Black Flames
- Code: DSM1
- First published: 1993

= Black Flames =

D&D adventure

Black Flames is a fantasy role-playing game adventure published by TSR in 1993 for the Dark Sun campaign using the rules of the 2nd edition of the Advanced Dungeons & Dragons.

==Description==
DSM1: Black Flames is a 122-page adventure written by Sam Witt — his first creative project for TSR — with interior artwork by David O. Miller, cover art by Gerald Brom, and cartography by David "Diesel" LaForce. It was the sixth adventure published for the Dark Sun campaign, and the first in the new "Dark Sun Missions" (DSM) series.

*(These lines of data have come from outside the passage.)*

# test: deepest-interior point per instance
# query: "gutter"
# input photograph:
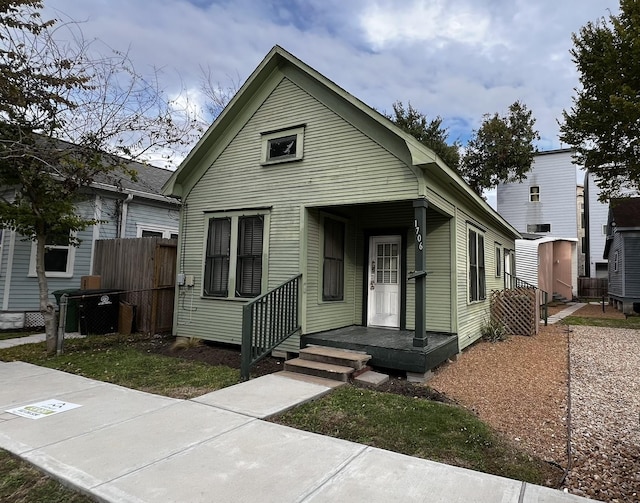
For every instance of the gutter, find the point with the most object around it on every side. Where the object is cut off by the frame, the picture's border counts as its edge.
(123, 215)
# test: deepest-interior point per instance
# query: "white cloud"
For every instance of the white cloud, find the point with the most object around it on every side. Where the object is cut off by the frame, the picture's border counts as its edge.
(388, 23)
(457, 59)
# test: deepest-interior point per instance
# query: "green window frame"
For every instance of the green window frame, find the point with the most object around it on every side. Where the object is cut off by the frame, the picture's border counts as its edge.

The adventure is designed for four to six characters of 3rd to 6th levels, and came packaged as three books: a flip book for the gamemaster, a matching flip book for the players, and an introductory short story by Lynn Abbey, "Service".

==Plot==
Like all Dark Sun adventures, Black Flames is set on the planet of Athas. During a trip through the desert from Urik to Raam, the characters are overtaken by a ferocious standstorm. Afterwards, a small nomadic tribe comes to their rescue, offering them water. Once the characters have taken a drink, the nomads are revealed to be an illusion of the evil dragon Farcluun, who has dosed the party with a slow-acting poison. The dragon takes the characters to the ruins of the fabled city of Yaramuke, where he offers them the antidote to the poison in exchange for two ancient artifacts that are hidden somewhere in the ruined city. Once the adventurers find the required artifacts, Farcluun reneges on his deal, but before he can kill them, he is attacked by Alabach-Re. While the two dragons fight, the characters escape. Meeting a druid gives them the opportunity to cleanse the evil Black Oasis, transforming it into the healing Cool Spring. Even after they have neutralized the poison, they still have made two powerful enemies: both dragons Faarcluun and Alabach-Re now seek them.

During the adventure, the character find themselves pitted against two new types of undead: the "cursed dead", and the "hungry bodies".

==Reception==
In the May-June 1993 edition of White Wolf Magazine (Issue 38), Berin Kinsman thought that the module was a "good adventure overall", with "enough original ideas, fresh plot twists, and Athasian flavor to keep things entertaining" as well as being a good introductory module for players new to the Dark Sun campaign.

In 2014, games historian Shannon Applecline noted that "In general, the Dark Sun adventures were quite different from the dungeon crawls that dominated D&D in the '80s. However, Black Flames showed that Dark Sun was starting to develop typical tropes of its own: a journey across the desert wilderness; a ruins crawl; and the investigation (and defense) of an oasis."